Mit der am 12. November 1997 bei dem Arbeitsgericht Magdeburg eingegangenen Klage hat der Kläger das Bestehen eines Arbeitsverhältnisses zwischen den Parteien und im Falle des Obsiegens die Weiterbeschäftigung sowie die Zahlung von Annahmeverzugslohn begehrt.

Der Kläger hat die Ansicht vertreten, es liege jedenfalls ein Teilbetriebsübergang auf die Beklagte vor. Dazu hat er vorgetragen, das Unternehmen der Gemeinschuldnerin sei in drei Bereiche zerlegt worden, nämlich Produktion, Vertrieb/Verkauf/ Engineering und Armaturengummierung.

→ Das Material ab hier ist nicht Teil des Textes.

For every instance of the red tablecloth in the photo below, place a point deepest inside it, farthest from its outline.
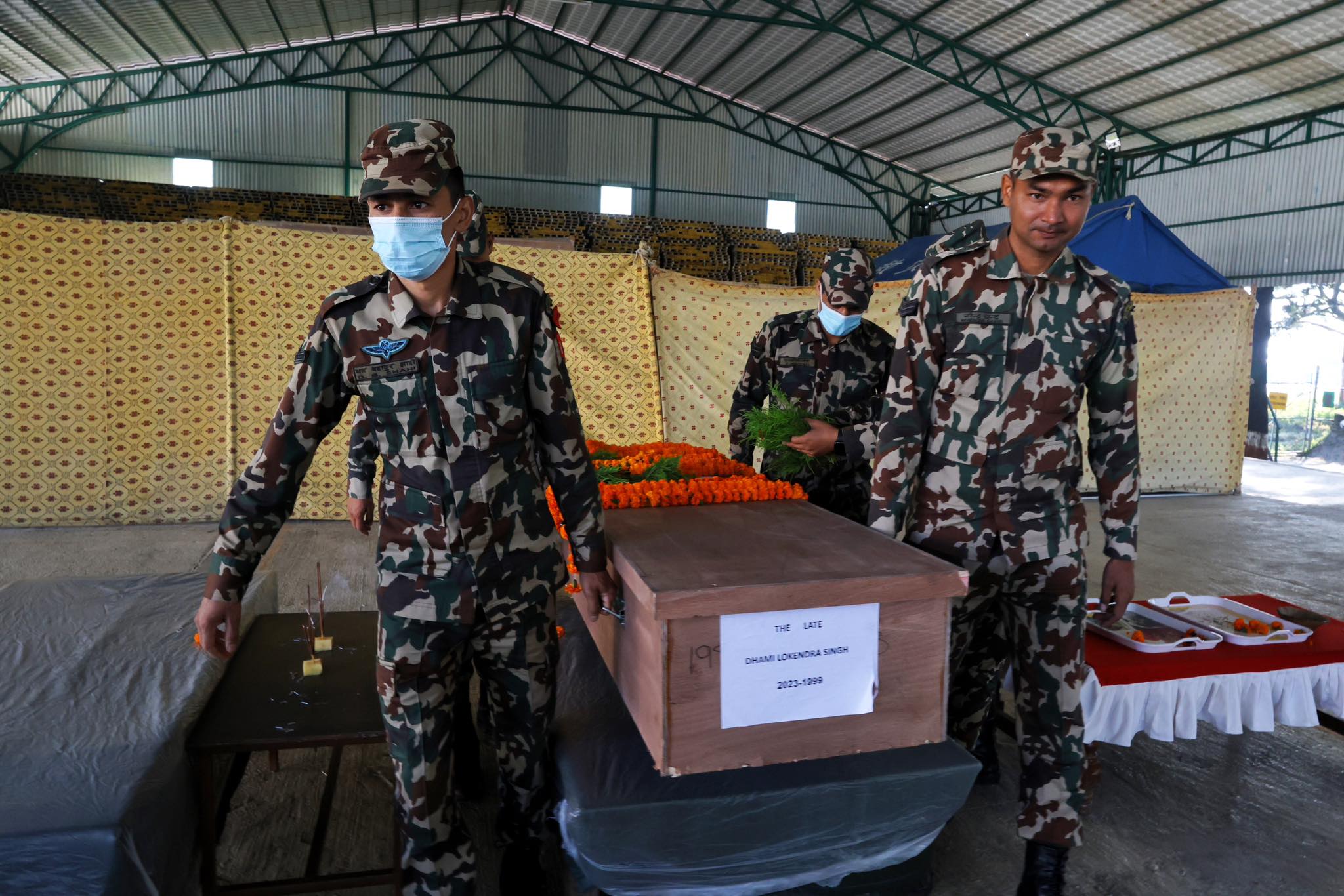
(1118, 665)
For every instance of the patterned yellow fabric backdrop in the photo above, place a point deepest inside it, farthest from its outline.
(142, 361)
(1194, 370)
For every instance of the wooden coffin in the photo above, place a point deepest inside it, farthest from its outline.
(681, 569)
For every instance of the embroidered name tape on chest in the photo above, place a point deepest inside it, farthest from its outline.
(383, 371)
(1000, 319)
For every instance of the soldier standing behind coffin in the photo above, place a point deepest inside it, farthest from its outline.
(832, 363)
(476, 246)
(978, 448)
(464, 382)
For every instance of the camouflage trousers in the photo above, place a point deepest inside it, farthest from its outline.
(1030, 617)
(423, 668)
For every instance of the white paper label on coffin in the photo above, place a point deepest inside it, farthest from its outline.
(797, 664)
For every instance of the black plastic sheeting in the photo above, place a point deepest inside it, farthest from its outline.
(102, 683)
(732, 833)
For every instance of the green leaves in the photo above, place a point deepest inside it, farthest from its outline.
(772, 428)
(660, 470)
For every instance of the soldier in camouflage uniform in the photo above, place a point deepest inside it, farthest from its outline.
(469, 403)
(363, 469)
(832, 363)
(978, 460)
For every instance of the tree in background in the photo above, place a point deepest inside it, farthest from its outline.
(1316, 305)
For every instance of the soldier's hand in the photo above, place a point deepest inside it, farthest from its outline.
(1117, 589)
(816, 442)
(210, 617)
(598, 592)
(360, 512)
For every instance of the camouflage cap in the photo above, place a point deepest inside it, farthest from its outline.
(847, 277)
(478, 233)
(408, 157)
(1054, 151)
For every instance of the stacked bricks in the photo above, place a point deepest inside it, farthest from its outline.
(749, 255)
(147, 202)
(536, 223)
(760, 257)
(692, 247)
(875, 247)
(812, 255)
(621, 233)
(64, 197)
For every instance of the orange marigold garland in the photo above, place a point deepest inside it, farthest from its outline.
(714, 480)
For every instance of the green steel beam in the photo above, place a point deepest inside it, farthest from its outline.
(27, 150)
(559, 182)
(1074, 61)
(1106, 85)
(1257, 214)
(1013, 93)
(1208, 151)
(1250, 142)
(921, 94)
(1209, 49)
(631, 89)
(1314, 85)
(1226, 146)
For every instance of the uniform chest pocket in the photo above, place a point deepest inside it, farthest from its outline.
(973, 363)
(499, 396)
(398, 390)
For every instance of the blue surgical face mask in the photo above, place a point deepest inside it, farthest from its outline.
(411, 247)
(839, 324)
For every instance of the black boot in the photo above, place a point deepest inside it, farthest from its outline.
(1043, 875)
(468, 779)
(986, 752)
(522, 872)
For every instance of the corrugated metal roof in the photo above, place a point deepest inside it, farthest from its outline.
(1179, 69)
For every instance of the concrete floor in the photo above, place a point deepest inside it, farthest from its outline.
(1234, 816)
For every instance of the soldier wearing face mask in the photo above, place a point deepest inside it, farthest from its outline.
(468, 401)
(833, 363)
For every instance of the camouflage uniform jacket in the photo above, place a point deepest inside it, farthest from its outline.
(473, 415)
(842, 382)
(980, 421)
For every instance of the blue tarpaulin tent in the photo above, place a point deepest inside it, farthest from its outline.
(1120, 235)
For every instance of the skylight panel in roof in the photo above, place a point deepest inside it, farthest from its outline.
(667, 39)
(822, 54)
(757, 57)
(624, 30)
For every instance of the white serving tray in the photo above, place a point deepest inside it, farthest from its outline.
(1140, 619)
(1217, 615)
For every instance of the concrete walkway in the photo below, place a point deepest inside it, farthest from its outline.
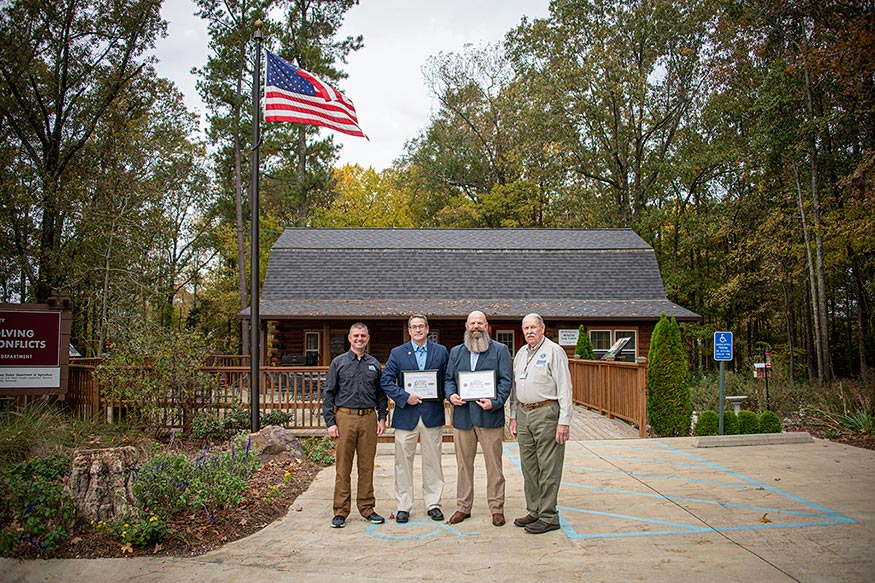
(655, 510)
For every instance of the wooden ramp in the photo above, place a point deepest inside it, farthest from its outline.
(588, 425)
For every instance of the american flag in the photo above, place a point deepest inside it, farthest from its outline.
(292, 94)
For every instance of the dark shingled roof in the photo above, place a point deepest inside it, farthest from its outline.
(559, 273)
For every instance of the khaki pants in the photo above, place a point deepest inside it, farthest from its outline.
(465, 441)
(429, 439)
(541, 459)
(357, 439)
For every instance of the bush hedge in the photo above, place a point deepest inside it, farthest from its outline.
(770, 423)
(707, 424)
(669, 408)
(748, 422)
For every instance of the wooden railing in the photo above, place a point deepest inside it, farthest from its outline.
(615, 389)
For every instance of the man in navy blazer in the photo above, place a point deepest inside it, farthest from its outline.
(417, 419)
(480, 421)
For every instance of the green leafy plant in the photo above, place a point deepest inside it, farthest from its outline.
(217, 478)
(669, 408)
(276, 417)
(584, 346)
(207, 427)
(140, 532)
(748, 422)
(155, 372)
(730, 422)
(769, 422)
(707, 424)
(858, 422)
(236, 420)
(319, 450)
(34, 510)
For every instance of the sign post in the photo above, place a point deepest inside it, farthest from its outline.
(722, 354)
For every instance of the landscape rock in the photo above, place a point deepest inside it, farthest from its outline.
(100, 483)
(278, 443)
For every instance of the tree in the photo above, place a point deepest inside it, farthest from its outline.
(63, 65)
(669, 408)
(364, 198)
(621, 80)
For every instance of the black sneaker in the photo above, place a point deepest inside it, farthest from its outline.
(375, 518)
(436, 514)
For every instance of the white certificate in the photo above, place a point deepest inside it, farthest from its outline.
(478, 384)
(420, 382)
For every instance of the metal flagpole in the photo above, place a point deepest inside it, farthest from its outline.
(254, 314)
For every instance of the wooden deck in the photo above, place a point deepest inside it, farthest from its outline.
(586, 425)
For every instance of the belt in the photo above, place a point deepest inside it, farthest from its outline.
(530, 406)
(359, 412)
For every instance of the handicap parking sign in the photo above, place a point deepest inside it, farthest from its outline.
(722, 346)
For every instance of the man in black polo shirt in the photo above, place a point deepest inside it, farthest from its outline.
(355, 408)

Insoweit lägen jeweils Teilbetriebsübergänge auf die Übernehmer, dh. die Beklagte, die S + S GmbH und die H. GmbH, späterhin die F. H. GmbH, vor. Diese drei Erwerberfirmen führten im wesentlichen den früheren Betrieb der Gemeinschuldnerin fort. Es komme nicht darauf an, daß die Beklagte nicht die Maschinen der Gemeinschuldnerin nutze. Maßgeblich sei, daß sie die früheren S + S - Armaturen der Gemeinschuldnerin, bei denen es sich um Spezialprodukte handele, nunmehr im alleinigen Auftrage der S + S GmbH herstelle. Für diese bestünden Patente und Gebrauchsmuster, die nunmehr allein der S + S GmbH zustünden. Die für die Herstellung dieser S + S - Armaturen in dem Arbeitsbereich "Bohren, Fräsen, Drehen" allein produktionswesentlichen Vorrichtungen, Werkzeuge, Modelle und Formen seien von der Beklagten übernommen worden und würden von ihr auch zur Herstellung der S + S - Armaturen genutzt.

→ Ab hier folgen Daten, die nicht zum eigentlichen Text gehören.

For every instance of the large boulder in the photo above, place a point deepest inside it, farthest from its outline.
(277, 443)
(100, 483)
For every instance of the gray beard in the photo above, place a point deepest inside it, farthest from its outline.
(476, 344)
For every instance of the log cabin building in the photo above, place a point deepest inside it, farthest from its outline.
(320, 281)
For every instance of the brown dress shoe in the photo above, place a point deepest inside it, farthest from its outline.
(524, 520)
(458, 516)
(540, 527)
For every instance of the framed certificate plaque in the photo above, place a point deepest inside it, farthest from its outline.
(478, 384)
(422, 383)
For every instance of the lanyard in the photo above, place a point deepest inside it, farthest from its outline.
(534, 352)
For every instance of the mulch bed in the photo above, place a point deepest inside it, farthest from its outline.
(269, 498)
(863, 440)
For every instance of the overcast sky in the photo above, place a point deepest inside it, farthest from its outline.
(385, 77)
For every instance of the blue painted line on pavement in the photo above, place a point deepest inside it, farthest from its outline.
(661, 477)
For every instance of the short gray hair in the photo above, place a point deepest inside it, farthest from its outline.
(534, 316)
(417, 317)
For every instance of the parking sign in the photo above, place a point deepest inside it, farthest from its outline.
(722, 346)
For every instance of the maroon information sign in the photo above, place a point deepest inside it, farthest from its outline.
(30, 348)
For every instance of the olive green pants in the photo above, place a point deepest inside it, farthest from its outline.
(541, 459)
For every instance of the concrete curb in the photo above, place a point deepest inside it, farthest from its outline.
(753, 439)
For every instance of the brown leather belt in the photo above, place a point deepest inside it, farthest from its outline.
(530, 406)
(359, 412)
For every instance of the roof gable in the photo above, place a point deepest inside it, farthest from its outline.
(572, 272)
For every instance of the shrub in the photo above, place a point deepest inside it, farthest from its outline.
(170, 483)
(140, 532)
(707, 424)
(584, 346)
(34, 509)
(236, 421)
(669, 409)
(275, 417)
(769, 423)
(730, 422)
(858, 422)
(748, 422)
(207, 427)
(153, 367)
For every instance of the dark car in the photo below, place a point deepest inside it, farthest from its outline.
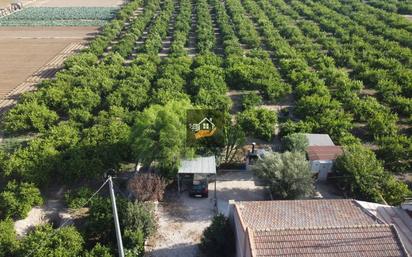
(199, 189)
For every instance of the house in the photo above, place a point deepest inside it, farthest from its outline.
(319, 139)
(322, 153)
(205, 128)
(197, 168)
(301, 228)
(321, 159)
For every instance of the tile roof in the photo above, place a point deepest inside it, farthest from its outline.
(360, 241)
(330, 152)
(319, 139)
(396, 216)
(258, 215)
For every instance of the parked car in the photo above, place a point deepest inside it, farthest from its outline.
(199, 188)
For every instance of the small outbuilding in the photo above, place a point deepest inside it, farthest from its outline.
(322, 153)
(197, 168)
(319, 139)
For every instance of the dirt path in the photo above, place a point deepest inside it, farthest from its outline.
(50, 212)
(182, 219)
(181, 223)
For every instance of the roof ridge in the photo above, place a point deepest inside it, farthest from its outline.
(377, 225)
(301, 200)
(363, 209)
(398, 239)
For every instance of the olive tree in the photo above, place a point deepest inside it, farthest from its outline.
(295, 142)
(288, 175)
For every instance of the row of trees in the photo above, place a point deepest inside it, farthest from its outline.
(364, 15)
(205, 34)
(112, 29)
(127, 44)
(181, 29)
(247, 70)
(380, 121)
(159, 30)
(95, 239)
(382, 65)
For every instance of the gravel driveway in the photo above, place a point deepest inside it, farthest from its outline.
(182, 219)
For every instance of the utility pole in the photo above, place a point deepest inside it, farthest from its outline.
(116, 219)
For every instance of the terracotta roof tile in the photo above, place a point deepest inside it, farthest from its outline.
(324, 152)
(258, 215)
(360, 241)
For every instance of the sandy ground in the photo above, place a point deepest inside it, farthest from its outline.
(4, 3)
(49, 212)
(182, 219)
(75, 3)
(24, 50)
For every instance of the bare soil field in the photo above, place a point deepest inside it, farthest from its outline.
(75, 3)
(23, 51)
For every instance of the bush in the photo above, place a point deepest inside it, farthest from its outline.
(218, 239)
(139, 216)
(288, 175)
(17, 199)
(45, 241)
(99, 251)
(78, 198)
(297, 142)
(29, 117)
(251, 100)
(258, 122)
(363, 177)
(147, 187)
(8, 240)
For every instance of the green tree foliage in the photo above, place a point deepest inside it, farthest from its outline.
(8, 238)
(140, 216)
(396, 152)
(29, 116)
(33, 163)
(288, 175)
(99, 251)
(136, 219)
(234, 139)
(159, 135)
(258, 122)
(17, 199)
(363, 177)
(45, 241)
(297, 142)
(251, 100)
(218, 239)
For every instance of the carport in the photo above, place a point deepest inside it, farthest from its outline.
(200, 166)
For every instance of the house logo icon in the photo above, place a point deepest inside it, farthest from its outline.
(205, 128)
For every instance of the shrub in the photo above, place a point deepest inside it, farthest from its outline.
(99, 251)
(139, 216)
(17, 199)
(297, 142)
(45, 241)
(29, 117)
(288, 175)
(251, 100)
(218, 239)
(147, 187)
(258, 122)
(362, 176)
(8, 240)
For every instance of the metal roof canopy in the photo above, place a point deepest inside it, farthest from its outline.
(319, 139)
(199, 165)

Der Kläger hat, soweit in der Revisionsinstanz noch von Bedeutung, beantragt

festzustellen, daß zwischen dem Kläger und der Beklagten seit dem 17. März 1997 ein Arbeitsverhältnis besteht.

Die Beklagte hat beantragt, die Klage abzuweisen. Sie hat geltend gemacht, ein Teilbetriebsübergang von der Gemeinschuldnerin auf sie liege nicht vor. Dazu hat sie vorgetragen, sie habe lediglich das Umlaufvermögen der Gemeinschuldnerin entsprechend § 2 des Vertrages vom 14. März 1997 übernommen. Entgegen der Behauptung des Klägers setze sie nicht die Armaturenproduktion der Gemeinschuldnerin fort, sondern habe vorher schon eine eigene Produktion gehabt. Neu sei lediglich, daß sie zusätzliche Produkte, nämlich S + S - Armaturen herstelle, die S + S GmbH bei ihr in Auftrag gebe. Dabei handele es sich aber nicht um die gesamte Produktpalette der Gemeinschuldnerin. Für die Herstellung der Armaturen benötige und verwende sie die genannten Vorrichtungen und Modelle der Gemeinschuldnerin nicht. Sie habe schon vor dem 1. Oktober 1996 über einen modernen Maschinenpark verfügt und im wesentlichen moderne CNC-gesteuerte Mehrfunktionsmaschinen in den Arbeitsbereichen "Bohren, Fräsen, Drehen'' eingesetzt. Die von dem Kläger benannten Vorrichtungen, Schablonen etc. könne sie nicht einsetzen, weil die Arbeitsvorgänge bei den CNC-Maschinen über eine Computerprogrammierung erfolgten. Die Vorrichtungen seien demgegenüber nur für die veralteten konventionellen Maschinen der Gemeinschuldnerin zu gebrauchen.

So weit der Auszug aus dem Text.